Глава 47
Число одетых в комбинезоны монахов было на десять больше семи. Только двое или трое посвистывали во время работы. Коротышек среди них не было. Но я ожидал увидеть Белоснежку, которая предлагает им бутылки с водой и для каждого находит доброе слово.
Начали они с юго-восточной и северо-западной лестниц.
По соображениям противопожарной безопасности, двери на лестницу не запирались. На каждом этаже имелась просторная площадка, и дверь открывалась на нее, а не в коридор.

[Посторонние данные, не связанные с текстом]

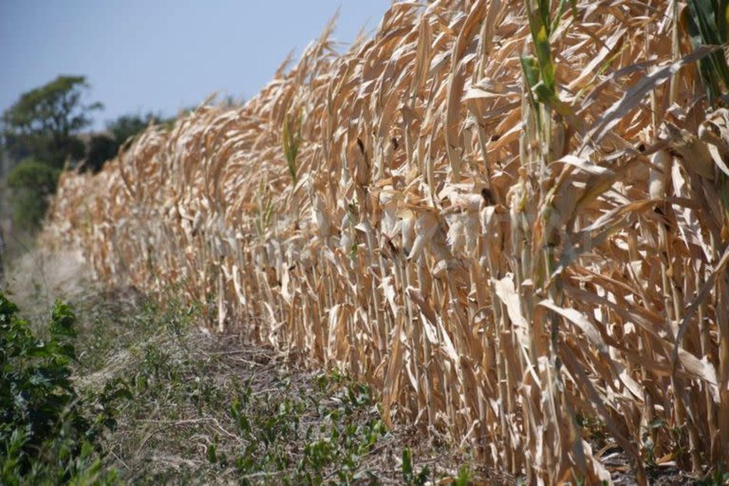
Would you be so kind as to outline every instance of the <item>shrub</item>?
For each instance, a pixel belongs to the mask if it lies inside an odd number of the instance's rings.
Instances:
[[[0,483],[109,483],[71,381],[75,316],[56,302],[49,339],[36,337],[0,292]]]
[[[55,192],[61,171],[34,159],[26,159],[7,175],[7,185],[12,189],[13,222],[20,229],[36,230],[46,210],[48,199]]]

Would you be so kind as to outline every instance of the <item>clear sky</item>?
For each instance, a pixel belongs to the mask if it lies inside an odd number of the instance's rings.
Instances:
[[[335,38],[371,32],[389,0],[0,0],[0,111],[58,74],[87,77],[95,128],[254,95],[340,7]]]

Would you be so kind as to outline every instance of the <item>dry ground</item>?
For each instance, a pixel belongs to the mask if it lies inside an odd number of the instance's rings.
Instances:
[[[480,469],[467,450],[405,426],[387,430],[378,397],[335,371],[211,335],[195,305],[173,298],[160,306],[132,289],[101,289],[77,254],[28,253],[9,270],[4,290],[34,322],[44,321],[55,298],[74,304],[77,383],[115,397],[102,445],[106,466],[124,482],[518,482]],[[585,434],[615,484],[635,484],[625,455],[590,427]],[[656,485],[693,482],[670,466],[653,473]]]

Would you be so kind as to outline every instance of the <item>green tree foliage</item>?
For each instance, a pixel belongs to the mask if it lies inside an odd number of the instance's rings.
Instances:
[[[12,191],[13,222],[20,230],[32,232],[37,228],[60,174],[58,169],[34,159],[23,160],[8,173],[6,181]]]
[[[98,172],[104,162],[116,157],[119,145],[117,140],[107,135],[95,135],[91,137],[84,168]]]
[[[59,76],[53,81],[23,93],[3,113],[3,136],[15,160],[33,156],[51,166],[78,161],[85,154],[83,142],[75,134],[88,127],[100,103],[85,104],[89,87],[82,76]]]
[[[59,76],[23,93],[2,114],[8,158],[22,160],[7,181],[13,219],[22,230],[32,231],[39,226],[55,191],[58,169],[67,160],[76,163],[86,154],[85,144],[77,134],[91,124],[91,114],[102,108],[100,103],[84,103],[88,88],[82,76]]]
[[[161,117],[154,113],[147,113],[144,116],[125,114],[106,123],[106,130],[112,133],[117,144],[121,145],[143,132],[150,124],[161,119]]]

В подвале, на первом и третьем этажах со стороны лестничной площадки монахи у каждой двери просверлили по четыре дыры в дверной коробке, благо толщина позволяла, две — справа, две — слева. В дырки вставили металлические втулки, во втулки — болты диаметром в полдюйма.
Болты на дюйм выступали из втулок, не позволяя двери открыться. Ставилась цель задействовать для поддержки двери не только дверную коробку, но и всю стену.
Поскольку резьбы на втулках не было, да и сами втулки были чуть шире болтов, требовались какие-то секунды на то, чтобы вынуть болты и обеспечить быстрый уход с лестницы.
На втором этаже, где находились жилые комнаты детей, задача решалась обратная: не допустить открытия двери с лестницы, на случай если кто-то проникнет туда с другого этажа, выломав усиленную болтами дверь. Братья как раз рассматривали один из трех предложенных вариантов.
Из тех, кто работал на юго-восточной лестнице, Романович и я выбрали брата Костяшки, а с северозападной сняли брата Максуэлла, с тем чтобы поручить им защиту Джейкоба Кальвино. Каждый взял с собой по две бейсбольные биты, на случай если первая сломается в бою.
Если мистер-хайдовская сторона Джона Хайнмана враждебно относилась ко всем людям с физическими и умственными недостатками, то опасность грозила всем детям, находящимся в школе Святого Варфоломея. Каждого из них могли убить.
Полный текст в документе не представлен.